情景206【去るひと・後編】
会話の端々に出る、「向こう」でのこと。彼の言葉には、夜の底で空に光るなにかを見上げてざわめくような、期待と好奇心が混じる昂揚感が宿っていた。そんな彼の言葉を聞くたびに、わたしは心臓を直接打たれるような鼓動を胸の中に感じてしまう。
——本当に、行っちゃうんだ。
ぎゅっとプラスチックのコップを握る。顔をおそるおそる上げて彼の目を見ると、一瞬からだが固まった。さっきまでちびちびと飲んでいたウーロン茶のコップを、トンとテーブルに置いて、握ったままひゅっと息を吸う。
「あっ、あの……」
「あ、うん」
彼はゆっくりと視線を向けてくれた。
「い、いつ……?」
「ん、卒業したらすぐだな」
右手で首を掻きながら、
「向こうでの部活は入学前からあるし。そっからはずっと練習だな」
そっか。
「ほんとに……」
——ほんとうにすぐなんだね。
横の先輩は、無言でかしわおにぎりの皿をペロリと平らげる。
しばらくは、会話になるかも怪しい言葉をぽつぽつとつぶやくだけだった。でも、話すうちに堰を切ったようにあれこれ言葉が出ていたことにあとから気づく。途中涙も出そうになったけど、それはウーロン茶でおなかに流し込んだ。ふと外を見たら、すっかり夜の雰囲気に包まれている……。
先輩が手早く伝票を取る。
「よし。ぼちぼち行くか」
「ウス。呼んでもらえて嬉しかったっス」
「んー? そりゃまァ、お祝いだからねえ。
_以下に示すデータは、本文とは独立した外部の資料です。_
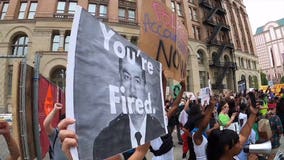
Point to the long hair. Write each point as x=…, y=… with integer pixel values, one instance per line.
x=218, y=140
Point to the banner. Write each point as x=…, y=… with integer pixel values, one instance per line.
x=164, y=37
x=114, y=91
x=242, y=87
x=204, y=95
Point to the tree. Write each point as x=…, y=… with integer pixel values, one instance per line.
x=282, y=80
x=264, y=81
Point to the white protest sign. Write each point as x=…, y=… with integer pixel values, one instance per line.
x=114, y=91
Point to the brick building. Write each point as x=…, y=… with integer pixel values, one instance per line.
x=269, y=40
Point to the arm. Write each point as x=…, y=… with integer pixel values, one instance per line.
x=47, y=123
x=140, y=152
x=174, y=107
x=197, y=137
x=231, y=120
x=216, y=126
x=11, y=143
x=245, y=132
x=68, y=138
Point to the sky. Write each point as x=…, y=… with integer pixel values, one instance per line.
x=261, y=12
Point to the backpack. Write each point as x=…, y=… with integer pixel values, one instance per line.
x=264, y=129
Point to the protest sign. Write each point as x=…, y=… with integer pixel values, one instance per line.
x=164, y=37
x=242, y=87
x=114, y=91
x=205, y=95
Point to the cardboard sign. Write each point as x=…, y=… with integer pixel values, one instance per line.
x=164, y=38
x=114, y=91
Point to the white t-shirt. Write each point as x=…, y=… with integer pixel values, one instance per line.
x=156, y=144
x=200, y=150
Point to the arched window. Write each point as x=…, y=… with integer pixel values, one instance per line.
x=215, y=57
x=20, y=45
x=58, y=76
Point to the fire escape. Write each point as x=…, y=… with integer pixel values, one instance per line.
x=214, y=19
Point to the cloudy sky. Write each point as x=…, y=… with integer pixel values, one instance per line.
x=262, y=11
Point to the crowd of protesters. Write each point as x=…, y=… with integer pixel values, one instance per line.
x=216, y=130
x=205, y=126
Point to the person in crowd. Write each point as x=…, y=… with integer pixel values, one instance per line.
x=242, y=121
x=183, y=117
x=280, y=109
x=162, y=147
x=200, y=121
x=224, y=118
x=276, y=128
x=52, y=133
x=11, y=142
x=228, y=141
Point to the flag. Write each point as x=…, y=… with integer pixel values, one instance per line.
x=48, y=103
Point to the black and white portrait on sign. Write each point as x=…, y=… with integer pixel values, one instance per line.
x=117, y=98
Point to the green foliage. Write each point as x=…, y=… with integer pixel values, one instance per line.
x=264, y=81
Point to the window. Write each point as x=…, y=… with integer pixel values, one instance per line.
x=20, y=45
x=103, y=11
x=196, y=32
x=22, y=10
x=121, y=13
x=131, y=15
x=173, y=6
x=66, y=7
x=27, y=10
x=32, y=10
x=60, y=42
x=134, y=40
x=203, y=79
x=100, y=10
x=200, y=57
x=9, y=79
x=66, y=43
x=58, y=77
x=194, y=15
x=60, y=7
x=55, y=42
x=179, y=9
x=92, y=8
x=72, y=7
x=4, y=10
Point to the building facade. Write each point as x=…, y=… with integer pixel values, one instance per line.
x=269, y=41
x=220, y=39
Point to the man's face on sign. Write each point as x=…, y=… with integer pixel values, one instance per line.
x=132, y=80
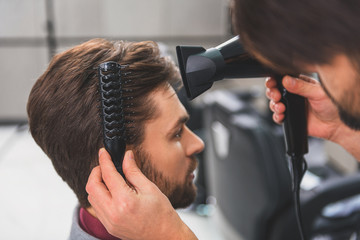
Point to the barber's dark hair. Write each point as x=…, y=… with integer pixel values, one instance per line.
x=289, y=33
x=63, y=104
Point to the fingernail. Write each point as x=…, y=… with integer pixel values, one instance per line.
x=130, y=155
x=276, y=107
x=101, y=151
x=290, y=81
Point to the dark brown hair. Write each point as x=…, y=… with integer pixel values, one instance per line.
x=63, y=104
x=290, y=33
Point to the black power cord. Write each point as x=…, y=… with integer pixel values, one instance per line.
x=299, y=167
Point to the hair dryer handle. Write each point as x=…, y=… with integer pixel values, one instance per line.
x=295, y=122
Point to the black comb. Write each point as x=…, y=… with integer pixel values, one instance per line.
x=112, y=111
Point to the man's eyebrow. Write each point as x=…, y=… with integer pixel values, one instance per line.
x=179, y=122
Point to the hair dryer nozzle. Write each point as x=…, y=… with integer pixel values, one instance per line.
x=198, y=70
x=200, y=67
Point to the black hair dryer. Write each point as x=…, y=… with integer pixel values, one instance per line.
x=199, y=69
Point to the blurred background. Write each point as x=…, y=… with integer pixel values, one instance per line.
x=237, y=171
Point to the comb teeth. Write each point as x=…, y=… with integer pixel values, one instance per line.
x=112, y=111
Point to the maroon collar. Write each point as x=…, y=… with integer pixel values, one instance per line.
x=93, y=226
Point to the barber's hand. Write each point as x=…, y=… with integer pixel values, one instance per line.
x=142, y=212
x=323, y=117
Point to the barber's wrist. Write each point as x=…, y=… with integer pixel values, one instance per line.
x=176, y=229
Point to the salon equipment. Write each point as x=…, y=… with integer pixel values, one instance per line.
x=247, y=173
x=199, y=69
x=113, y=110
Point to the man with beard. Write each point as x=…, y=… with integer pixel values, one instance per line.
x=64, y=121
x=291, y=37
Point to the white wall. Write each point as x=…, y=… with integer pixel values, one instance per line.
x=23, y=48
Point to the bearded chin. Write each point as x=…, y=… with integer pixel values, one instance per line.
x=180, y=195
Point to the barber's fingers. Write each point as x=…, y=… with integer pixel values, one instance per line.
x=96, y=188
x=303, y=86
x=272, y=92
x=133, y=174
x=111, y=177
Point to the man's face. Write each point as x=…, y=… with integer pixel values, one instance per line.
x=166, y=155
x=341, y=81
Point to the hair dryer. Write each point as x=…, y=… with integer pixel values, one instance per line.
x=199, y=69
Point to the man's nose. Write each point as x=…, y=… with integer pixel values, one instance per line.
x=195, y=144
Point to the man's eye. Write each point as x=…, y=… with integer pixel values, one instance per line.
x=179, y=133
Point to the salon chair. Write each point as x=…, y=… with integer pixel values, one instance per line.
x=248, y=174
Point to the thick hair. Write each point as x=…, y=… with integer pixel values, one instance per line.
x=63, y=104
x=291, y=33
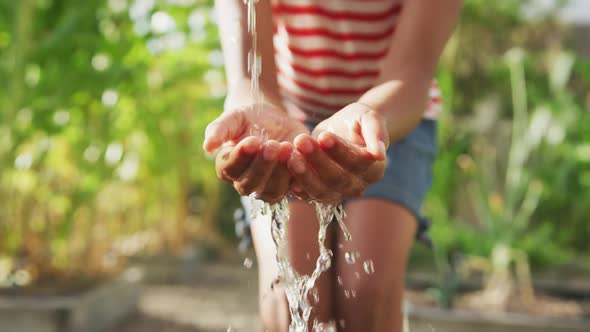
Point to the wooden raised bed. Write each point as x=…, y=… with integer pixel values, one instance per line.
x=95, y=309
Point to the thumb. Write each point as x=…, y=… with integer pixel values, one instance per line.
x=227, y=127
x=375, y=134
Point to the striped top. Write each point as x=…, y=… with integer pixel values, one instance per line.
x=329, y=52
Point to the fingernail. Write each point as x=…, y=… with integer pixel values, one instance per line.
x=382, y=148
x=250, y=148
x=270, y=154
x=328, y=142
x=298, y=167
x=305, y=147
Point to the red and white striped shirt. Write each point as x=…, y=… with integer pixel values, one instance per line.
x=329, y=52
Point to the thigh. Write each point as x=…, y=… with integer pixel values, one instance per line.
x=303, y=250
x=370, y=269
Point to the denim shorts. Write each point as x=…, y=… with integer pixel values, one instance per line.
x=408, y=174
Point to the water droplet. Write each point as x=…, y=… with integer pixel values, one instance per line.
x=369, y=267
x=350, y=258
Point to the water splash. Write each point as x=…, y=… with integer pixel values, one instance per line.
x=254, y=67
x=350, y=257
x=297, y=287
x=369, y=267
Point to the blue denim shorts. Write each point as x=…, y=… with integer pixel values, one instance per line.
x=408, y=174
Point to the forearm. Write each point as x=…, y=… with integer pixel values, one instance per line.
x=404, y=82
x=237, y=43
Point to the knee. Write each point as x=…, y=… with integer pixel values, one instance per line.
x=374, y=293
x=274, y=313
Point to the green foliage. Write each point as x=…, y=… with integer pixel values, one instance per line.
x=101, y=127
x=485, y=98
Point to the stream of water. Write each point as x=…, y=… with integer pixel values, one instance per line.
x=297, y=286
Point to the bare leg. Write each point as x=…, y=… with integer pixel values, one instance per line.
x=382, y=233
x=303, y=249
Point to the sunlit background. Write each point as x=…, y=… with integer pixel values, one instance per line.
x=103, y=105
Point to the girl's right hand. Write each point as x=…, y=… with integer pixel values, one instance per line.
x=254, y=146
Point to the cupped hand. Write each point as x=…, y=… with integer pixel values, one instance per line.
x=254, y=146
x=345, y=155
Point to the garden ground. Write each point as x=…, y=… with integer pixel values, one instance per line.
x=224, y=294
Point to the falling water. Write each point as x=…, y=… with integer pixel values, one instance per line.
x=297, y=286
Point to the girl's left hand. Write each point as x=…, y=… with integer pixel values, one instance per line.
x=345, y=154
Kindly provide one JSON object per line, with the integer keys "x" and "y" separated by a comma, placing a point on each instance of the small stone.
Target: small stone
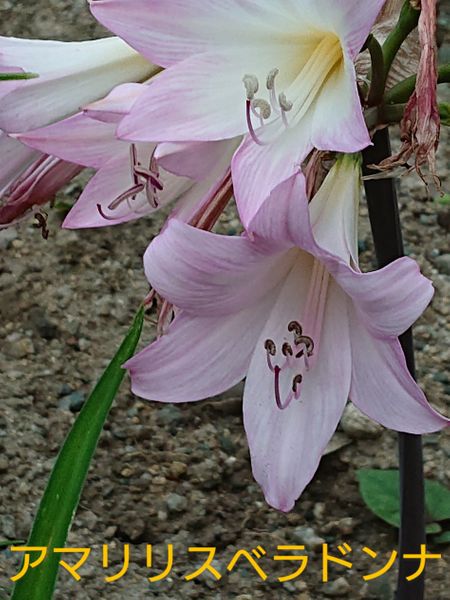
{"x": 177, "y": 469}
{"x": 357, "y": 425}
{"x": 18, "y": 347}
{"x": 308, "y": 537}
{"x": 131, "y": 527}
{"x": 176, "y": 503}
{"x": 7, "y": 236}
{"x": 339, "y": 587}
{"x": 428, "y": 219}
{"x": 73, "y": 402}
{"x": 170, "y": 415}
{"x": 442, "y": 263}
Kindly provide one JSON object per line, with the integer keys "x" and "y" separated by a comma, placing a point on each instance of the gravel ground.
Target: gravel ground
{"x": 180, "y": 474}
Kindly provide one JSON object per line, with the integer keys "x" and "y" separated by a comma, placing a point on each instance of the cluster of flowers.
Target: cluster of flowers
{"x": 198, "y": 101}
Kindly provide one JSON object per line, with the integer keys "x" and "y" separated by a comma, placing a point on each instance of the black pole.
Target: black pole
{"x": 386, "y": 230}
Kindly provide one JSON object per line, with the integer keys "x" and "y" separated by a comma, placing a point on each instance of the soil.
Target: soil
{"x": 181, "y": 475}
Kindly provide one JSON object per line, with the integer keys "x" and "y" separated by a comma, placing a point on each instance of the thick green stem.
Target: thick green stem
{"x": 403, "y": 90}
{"x": 407, "y": 22}
{"x": 377, "y": 80}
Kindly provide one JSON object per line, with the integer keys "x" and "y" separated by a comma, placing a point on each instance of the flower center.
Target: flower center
{"x": 144, "y": 180}
{"x": 300, "y": 353}
{"x": 320, "y": 63}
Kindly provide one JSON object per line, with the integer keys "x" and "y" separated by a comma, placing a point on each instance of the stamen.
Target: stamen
{"x": 251, "y": 85}
{"x": 251, "y": 130}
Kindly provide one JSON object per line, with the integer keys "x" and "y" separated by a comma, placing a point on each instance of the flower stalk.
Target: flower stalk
{"x": 387, "y": 235}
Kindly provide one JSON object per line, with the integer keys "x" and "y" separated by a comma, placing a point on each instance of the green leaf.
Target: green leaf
{"x": 16, "y": 76}
{"x": 437, "y": 499}
{"x": 433, "y": 528}
{"x": 380, "y": 491}
{"x": 61, "y": 497}
{"x": 444, "y": 113}
{"x": 444, "y": 538}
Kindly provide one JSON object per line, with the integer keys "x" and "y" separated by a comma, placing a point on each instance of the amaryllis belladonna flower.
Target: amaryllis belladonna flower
{"x": 292, "y": 313}
{"x": 280, "y": 72}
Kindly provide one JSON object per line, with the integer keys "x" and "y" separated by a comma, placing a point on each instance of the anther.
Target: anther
{"x": 285, "y": 104}
{"x": 270, "y": 346}
{"x": 270, "y": 81}
{"x": 251, "y": 85}
{"x": 295, "y": 327}
{"x": 286, "y": 349}
{"x": 263, "y": 107}
{"x": 296, "y": 382}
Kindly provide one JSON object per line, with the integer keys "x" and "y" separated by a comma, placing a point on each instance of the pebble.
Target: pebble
{"x": 339, "y": 587}
{"x": 73, "y": 402}
{"x": 308, "y": 537}
{"x": 357, "y": 425}
{"x": 18, "y": 347}
{"x": 170, "y": 415}
{"x": 7, "y": 236}
{"x": 176, "y": 503}
{"x": 442, "y": 263}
……ね?」
「……」
先輩が、私の背中をそっと叩いてくれた。
お店の外で解散したとき、暗い商店街の通りで彼は軽く手を振ってから背中を向けて向こうに歩いて行った。帰り際、彼の口がなにか言ったような気がしたけど、それが風の鳴る音と重なる。
「言いたいコト、言えた?」
——わかりません。
「……憧れだったんだねェ」
先輩は、そう言って優しく笑ってくれる。
帰り道をゆく彼の姿は、街灯に照らされて、夜の町に明るく浮かび上がるようで、それがしばらく私の目に焼きついた。